Le Comité de Bâle sur le contrôle bancaire a élaboré des propositions pour le renforcement de la réglementation bancaire à l'échelle mondiale qui, à certains égards, fait évoluer les normes mondiales minimales vers celles déjà en vigueur en Afrique subsaharienne. Les exigences minimum de fonds propres de niveau 1 seront revues à la hausse
; les banques ne seront pas autorisées à prendre en compte les actifs incorporels dans les fonds propres de niveau 1 (pour améliorer la qualité de leurs fonds propres), un amortisseur de conservation du capital, une marge de capital et une exigence de liquidité anticycliques seront mises en place. Aux États-Unis, des restrictions sont de nouveau imposées aux activités bancaires personnelles.
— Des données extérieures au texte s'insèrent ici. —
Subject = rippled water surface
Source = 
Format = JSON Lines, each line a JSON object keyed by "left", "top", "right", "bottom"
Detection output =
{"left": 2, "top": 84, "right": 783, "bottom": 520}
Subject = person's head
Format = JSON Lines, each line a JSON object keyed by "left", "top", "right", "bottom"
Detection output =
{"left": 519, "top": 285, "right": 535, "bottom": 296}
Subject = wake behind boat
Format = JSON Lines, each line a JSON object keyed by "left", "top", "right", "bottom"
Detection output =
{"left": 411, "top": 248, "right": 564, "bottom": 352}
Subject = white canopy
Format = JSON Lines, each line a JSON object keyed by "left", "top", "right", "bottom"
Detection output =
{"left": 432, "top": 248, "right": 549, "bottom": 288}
Les règlementations bancaires en Afrique subsaharienne ne sont pas parfaites et devront être mis à niveau dans les années à venir pour répondre aux nouveaux défis de la stabilité financière, mais il convient de conclure que l'approche plus stricte adoptée par les autorités de régulation bancaire d’Afrique subsaharienne, par rapport à leurs homologues des économies avancées, a contribué à la résilience du système bancaire face à la pire crise financière mondiale jamais enregistrée depuis plus d'un demi-siècle. Les autorités chargées de la réglementation bancaire en Afrique ont vu juste dès le départ. Dr. Louis A. Kasekende est le Gouverneur de la Banque Centrale d'Ouganda. Il a démarré son mandat de 5 ans en janvier 2010. De 2006 à 2009 il a travaillé au siège de la Banque Africaine de Développement (BAD), à Tunis, en tant que Chef Economiste.